According to the orcs elevated to positions of power in the Codpiece Administration, suicide, a rather final action generally undertaken by desperate or mentally ill people without hope for the future, is an act of warfare against the U.S. when committed by detainees in American prison camps.

After all, by putting themselves out of their misery, the three detainees (two Saudis and one Yemeni) who hung themselves on Saturday at Guantanamo have made the Orcian authorities look bad. Which is, anyone can see, an act of aggression and … um … war.

You think I’m joking? Hell, I wish I was. But Rear Adm. Harry Harris, commander of Joint Task Force-Guantanamo, said it first:

“They are smart. They are creative. They are committed. They have no regard for human life, neither ours nor their own,” Harris said. “I believe this was not an act of desperation, but rather an act of asymmetrical warfare waged against us.”

Says CNN: “Asymmetrical warfare” is defined as “a conflict in which a much weaker opponent uses unorthodox or surprise tactics to attack the weak points of the much stronger opponent.”

Our weak point, in this case, is the Codpiece administration’s crowing about U.S. decency, humanity and democracy while torturing detainees and holding them indefinitely without charges, legal representation or hope of a fair trial.

Although these men, who were held in Camp I, a high security area of Gitmo, were considered dangerous jihadists by their captors, no evidence has ever come to light proving that allegation against them — or against the other approximately 400 other men who still languor there without hope of legal representation or release.
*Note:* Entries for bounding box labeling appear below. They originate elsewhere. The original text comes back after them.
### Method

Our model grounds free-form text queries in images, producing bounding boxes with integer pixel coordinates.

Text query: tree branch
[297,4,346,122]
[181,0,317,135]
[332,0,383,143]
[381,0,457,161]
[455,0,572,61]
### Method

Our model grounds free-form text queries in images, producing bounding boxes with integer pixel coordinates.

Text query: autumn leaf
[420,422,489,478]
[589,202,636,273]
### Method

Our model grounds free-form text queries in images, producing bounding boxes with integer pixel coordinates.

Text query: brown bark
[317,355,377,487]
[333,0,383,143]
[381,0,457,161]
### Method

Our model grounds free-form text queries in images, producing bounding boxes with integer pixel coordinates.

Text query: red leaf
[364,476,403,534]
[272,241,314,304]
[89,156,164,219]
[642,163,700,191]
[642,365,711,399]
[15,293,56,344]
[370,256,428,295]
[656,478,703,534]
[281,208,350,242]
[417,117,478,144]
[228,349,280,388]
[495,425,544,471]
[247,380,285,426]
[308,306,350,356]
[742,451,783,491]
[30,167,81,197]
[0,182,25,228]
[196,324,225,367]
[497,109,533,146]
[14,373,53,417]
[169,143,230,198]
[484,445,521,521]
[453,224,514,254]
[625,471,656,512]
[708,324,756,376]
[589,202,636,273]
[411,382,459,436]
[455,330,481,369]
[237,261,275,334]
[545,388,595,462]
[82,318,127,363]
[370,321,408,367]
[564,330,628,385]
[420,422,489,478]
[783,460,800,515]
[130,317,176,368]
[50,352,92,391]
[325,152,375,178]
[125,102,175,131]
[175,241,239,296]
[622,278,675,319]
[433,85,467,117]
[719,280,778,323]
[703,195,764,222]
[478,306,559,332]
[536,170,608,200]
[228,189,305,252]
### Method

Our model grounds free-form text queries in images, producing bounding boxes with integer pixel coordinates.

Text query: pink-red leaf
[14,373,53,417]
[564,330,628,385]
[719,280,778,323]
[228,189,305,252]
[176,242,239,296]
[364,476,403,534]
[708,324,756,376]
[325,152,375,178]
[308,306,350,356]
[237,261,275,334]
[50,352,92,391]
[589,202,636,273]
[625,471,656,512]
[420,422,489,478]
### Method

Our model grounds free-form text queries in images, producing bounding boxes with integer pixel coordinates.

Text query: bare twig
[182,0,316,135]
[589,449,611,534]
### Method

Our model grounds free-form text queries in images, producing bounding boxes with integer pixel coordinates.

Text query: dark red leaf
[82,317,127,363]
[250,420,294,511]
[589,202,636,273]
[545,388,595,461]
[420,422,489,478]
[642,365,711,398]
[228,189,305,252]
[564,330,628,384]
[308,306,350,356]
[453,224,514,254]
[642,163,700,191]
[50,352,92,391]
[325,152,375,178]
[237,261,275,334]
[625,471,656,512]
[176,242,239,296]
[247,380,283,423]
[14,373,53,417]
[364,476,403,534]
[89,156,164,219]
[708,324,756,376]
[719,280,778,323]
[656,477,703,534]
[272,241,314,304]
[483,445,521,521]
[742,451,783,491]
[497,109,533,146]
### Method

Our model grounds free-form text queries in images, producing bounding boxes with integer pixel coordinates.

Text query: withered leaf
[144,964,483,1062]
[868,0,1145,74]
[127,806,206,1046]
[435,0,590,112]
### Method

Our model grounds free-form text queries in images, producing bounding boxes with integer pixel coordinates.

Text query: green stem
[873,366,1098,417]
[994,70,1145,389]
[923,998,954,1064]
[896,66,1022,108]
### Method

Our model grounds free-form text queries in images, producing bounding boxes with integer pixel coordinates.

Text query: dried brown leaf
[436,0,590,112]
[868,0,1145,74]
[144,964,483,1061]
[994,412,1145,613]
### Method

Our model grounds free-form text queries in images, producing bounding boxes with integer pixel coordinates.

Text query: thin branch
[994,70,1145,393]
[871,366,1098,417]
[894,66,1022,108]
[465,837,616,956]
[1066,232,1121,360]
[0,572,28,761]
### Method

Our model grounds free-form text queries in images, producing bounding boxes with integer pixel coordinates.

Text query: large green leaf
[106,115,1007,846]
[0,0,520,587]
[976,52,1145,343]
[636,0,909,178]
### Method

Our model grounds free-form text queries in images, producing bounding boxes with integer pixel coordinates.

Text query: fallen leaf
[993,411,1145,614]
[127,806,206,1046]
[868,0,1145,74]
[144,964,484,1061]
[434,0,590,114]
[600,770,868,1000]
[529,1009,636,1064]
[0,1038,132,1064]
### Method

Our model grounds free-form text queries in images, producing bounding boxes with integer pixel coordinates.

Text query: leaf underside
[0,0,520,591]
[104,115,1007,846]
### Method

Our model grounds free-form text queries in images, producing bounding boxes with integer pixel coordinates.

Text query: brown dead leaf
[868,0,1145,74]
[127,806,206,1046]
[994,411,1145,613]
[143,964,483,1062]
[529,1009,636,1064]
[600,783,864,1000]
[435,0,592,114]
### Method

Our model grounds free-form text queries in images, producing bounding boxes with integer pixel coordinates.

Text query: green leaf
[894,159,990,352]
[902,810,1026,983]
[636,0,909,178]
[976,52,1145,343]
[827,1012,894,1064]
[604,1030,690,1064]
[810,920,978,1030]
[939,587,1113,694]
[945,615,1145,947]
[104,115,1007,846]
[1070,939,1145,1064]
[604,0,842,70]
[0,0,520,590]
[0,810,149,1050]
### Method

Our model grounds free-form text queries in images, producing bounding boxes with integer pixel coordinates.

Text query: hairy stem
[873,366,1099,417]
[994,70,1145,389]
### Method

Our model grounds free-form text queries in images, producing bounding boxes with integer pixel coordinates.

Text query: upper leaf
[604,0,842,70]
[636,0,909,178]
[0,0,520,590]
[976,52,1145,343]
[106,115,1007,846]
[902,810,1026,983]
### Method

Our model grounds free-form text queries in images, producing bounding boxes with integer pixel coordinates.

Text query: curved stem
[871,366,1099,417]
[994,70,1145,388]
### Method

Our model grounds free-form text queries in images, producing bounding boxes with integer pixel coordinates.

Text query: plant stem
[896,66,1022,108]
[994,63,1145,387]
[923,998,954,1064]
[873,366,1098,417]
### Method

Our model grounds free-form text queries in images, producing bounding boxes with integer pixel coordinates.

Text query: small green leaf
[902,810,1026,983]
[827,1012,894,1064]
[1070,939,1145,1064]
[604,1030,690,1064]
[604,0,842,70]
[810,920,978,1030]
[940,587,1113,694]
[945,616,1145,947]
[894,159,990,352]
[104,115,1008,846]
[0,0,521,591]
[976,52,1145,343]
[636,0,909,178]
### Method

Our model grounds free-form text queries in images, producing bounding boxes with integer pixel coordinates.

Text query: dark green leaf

Terrorism is a form of asymmetrical warfare. So are guerrilla warfare and covert operations. When the 9/11 terrorists hijacked jetliners, armed only with boxcutters, and crashed them into the World Trade Center and the Pentagon, that was an undeniably successful act of asymmetrical warfare.

It’s nothing new. The Japanese kamikaze pilots of WWII were engaging in it. The Irish Republican Army used guerrilla and terror tactics against the Loyalists and the British in Northern Ireland and England for more than 30 years. When the youthful David of Biblical fame (warning – pdf) confronted the giant Goliath armed with nothing but a slingshot and a stone — and beaned him with it, took Goliath’s sword, stabbed him and then cut his head off — he frightened Goliath’s fellow soldiers so badly they tucked tail and ran. That was asymmetrical warfare, too.

But to say that three detainees – men who were not charged with crimes, who were not even allowed prisoner of war status under the Geneva Conventions, and who had been stripped of their rights and human dignity indefinitely – who committed suicide were also committing acts of asymmetrical warfare is stretching the concept beyond its limits.

These same men had been part of the 75 at Gitmo waging a hunger strike. Authorities had been force-feeding them with tubes down their noses into their stomachs.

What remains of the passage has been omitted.